Untuk itu hindari pertanyaan sensitif dan personal yang berpotensi menyinggung perasaan. Misal, alih-alih bertanya soal kapan punya anak atau kapan lulus kuliah, kita bisa membahas hal yang lebih umum, seperti menanyakan hobi atau kesibukan saat ini.
3. Kendalikan situasi, kelola emosi
Seseorang dapat mengubah cara pandang agar tidak merasa tertekan, dengan menerapkan cognitive reframing. Misalnya, alih-alih terganggu oleh pertanyaan pribadi, seseorang bisa melihatnya sebagai bentuk kepedulian, dapat membantu merespons dengan lebih tenang dan terkontrol.
Untuk itu, gunakan assertive communication agar tetap sopan namun tegas dalam menyampaikan batasan. Bila ditanya “Kapan menikah?”, jawablah dengan santai tapi tegas: “Terima kasih sudah peduli. Saya masih menikmati masa sekarang dulu.” Ini menjaga kesopanan sekaligus memberi batas.

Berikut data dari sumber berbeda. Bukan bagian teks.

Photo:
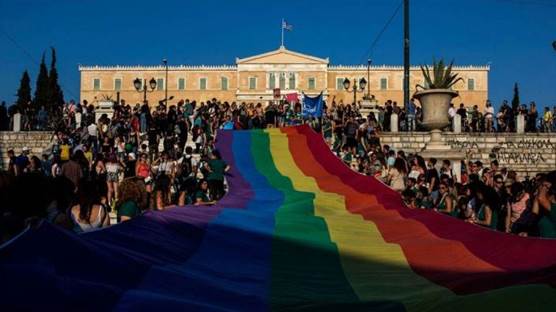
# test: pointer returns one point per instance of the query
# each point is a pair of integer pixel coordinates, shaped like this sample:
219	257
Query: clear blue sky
514	36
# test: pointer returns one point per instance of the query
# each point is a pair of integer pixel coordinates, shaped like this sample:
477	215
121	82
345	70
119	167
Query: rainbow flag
298	230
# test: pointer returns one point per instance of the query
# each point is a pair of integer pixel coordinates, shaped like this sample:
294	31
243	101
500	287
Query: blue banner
312	106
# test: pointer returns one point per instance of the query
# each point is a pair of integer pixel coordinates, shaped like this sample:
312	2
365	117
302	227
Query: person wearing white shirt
92	130
489	116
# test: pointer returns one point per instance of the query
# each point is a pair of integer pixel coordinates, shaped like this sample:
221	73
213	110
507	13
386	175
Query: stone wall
527	154
37	141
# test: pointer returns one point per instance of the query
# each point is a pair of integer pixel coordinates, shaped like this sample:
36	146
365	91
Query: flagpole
282	27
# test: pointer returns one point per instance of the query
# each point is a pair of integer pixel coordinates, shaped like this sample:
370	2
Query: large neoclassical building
253	79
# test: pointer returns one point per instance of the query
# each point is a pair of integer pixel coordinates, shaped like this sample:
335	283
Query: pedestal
520	124
17	122
394	123
457	123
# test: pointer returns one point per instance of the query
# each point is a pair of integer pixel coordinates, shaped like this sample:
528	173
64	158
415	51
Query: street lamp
165	62
369	61
141	86
362	85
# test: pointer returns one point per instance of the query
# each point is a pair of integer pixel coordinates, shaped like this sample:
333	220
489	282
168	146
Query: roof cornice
399	67
158	67
282	49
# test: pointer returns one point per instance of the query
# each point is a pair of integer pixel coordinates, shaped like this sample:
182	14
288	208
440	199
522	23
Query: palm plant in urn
435	97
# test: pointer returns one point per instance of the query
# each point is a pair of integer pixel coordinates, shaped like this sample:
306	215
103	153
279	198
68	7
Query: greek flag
312	106
286	26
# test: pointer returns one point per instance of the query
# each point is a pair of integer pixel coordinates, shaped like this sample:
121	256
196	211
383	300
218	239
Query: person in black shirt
432	179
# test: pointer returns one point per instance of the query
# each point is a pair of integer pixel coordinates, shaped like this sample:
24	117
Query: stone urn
435	104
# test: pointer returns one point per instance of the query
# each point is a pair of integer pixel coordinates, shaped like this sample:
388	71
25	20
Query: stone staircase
37	141
527	154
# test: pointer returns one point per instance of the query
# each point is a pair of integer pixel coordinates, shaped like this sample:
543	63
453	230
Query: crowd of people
409	117
142	158
483	194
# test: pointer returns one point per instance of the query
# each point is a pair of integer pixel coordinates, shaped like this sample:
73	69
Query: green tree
41	91
55	94
515	100
24	91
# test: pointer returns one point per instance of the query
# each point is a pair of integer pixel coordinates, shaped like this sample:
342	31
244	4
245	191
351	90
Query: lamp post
354	89
165	62
141	86
369	61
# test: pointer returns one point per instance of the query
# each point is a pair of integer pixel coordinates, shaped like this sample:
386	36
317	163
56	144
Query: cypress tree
515	100
41	91
24	91
55	94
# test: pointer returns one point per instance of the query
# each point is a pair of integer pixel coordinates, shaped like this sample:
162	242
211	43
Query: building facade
254	78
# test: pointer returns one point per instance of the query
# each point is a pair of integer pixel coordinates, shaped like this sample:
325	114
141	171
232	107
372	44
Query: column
17	122
457	123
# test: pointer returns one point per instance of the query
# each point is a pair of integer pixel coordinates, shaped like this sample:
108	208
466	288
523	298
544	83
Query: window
282	81
117	84
96	84
252	83
160	84
339	83
140	84
271	81
470	84
383	83
311	83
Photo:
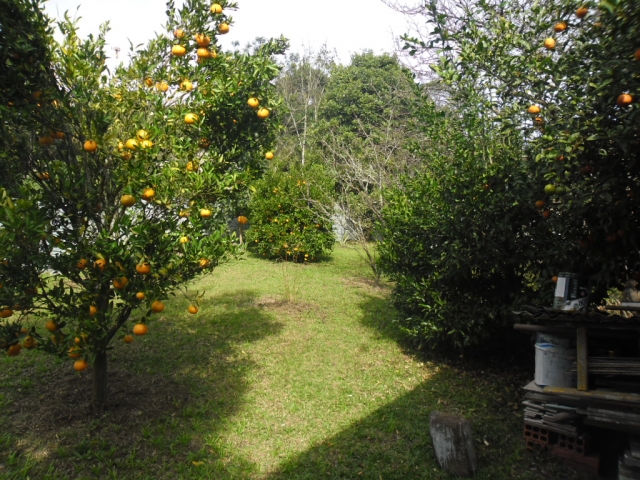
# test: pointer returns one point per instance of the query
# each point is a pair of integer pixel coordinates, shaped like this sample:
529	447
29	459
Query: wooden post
583	377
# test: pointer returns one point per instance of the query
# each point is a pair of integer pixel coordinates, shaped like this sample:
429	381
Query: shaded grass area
287	372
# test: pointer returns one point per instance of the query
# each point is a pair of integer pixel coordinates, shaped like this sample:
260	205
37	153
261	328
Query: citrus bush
285	220
556	84
124	181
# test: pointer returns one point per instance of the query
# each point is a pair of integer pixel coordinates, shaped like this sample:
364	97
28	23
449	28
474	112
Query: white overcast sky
348	26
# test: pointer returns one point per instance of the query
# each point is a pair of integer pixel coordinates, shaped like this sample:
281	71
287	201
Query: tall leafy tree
124	182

4. Jangan ragu mencari bantuan profesional
Jika sudah melakukan rekomendasi di atas namun belum bisa mengatasi kecemasan yang dirasakan karena tekanan sosial saat momen Idulfitri, penting untuk mencari pertolongan ke profesional dan tidak melakukan self-diagnose, karena kecemasan berlebihan yang dibiarkan dapat berkembang menjadi gangguan kecemasan yang memengaruhi kualitas hidup.
Untuk itu jangan ragu untuk berkonsultasi dengan profesional. Kamu bisa mendapatkan dukungan dari ahlinya adalah langkah penting untuk menjaga kesehatan mental.
5. Beri waktu jeda sebelum kembali ke rutinitas
Menyesuaikan diri dari libur panjang ke rutinitas dapat memicu transition stress, yaitu tekanan psikologis akibat perubahan aktivitas yang signifikan. Setelah menikmati waktu santai, kembali ke kesibukan sehari-hari bisa terasa berat dan memicu post-holiday blues, kondisi di mana seseorang merasa kurang bersemangat, lelah, atau bahkan cemas menghadapi rutinitas.
Untuk itu, beri waktu jeda atau buffer time sebelum kembali beraktivitas agar transisi terasa lebih lancar dan tidak terlalu membebani mental. Selain itu, merencanakan hal-hal menyenangkan setelah Lebaran, seperti bertemu teman, menjalani hobi, atau mengatur liburan singkat di akhir pekan, dapat membantu menjaga motivasi dalam menjalani keseharian.
Dengan memahami tantangan psikologis yang dapat muncul selama dan setelah Idulfitri, kita bisa lebih siap dalam mengelola tekanan sosial serta menjaga kesejahteraan emosional.
Dan Idulfitri seharusnya menjadi momen yang membawa kedamaian, bukan beban dan setiap individu dapat menjalani perayaan ini dengan lebih tenang dan bermakna.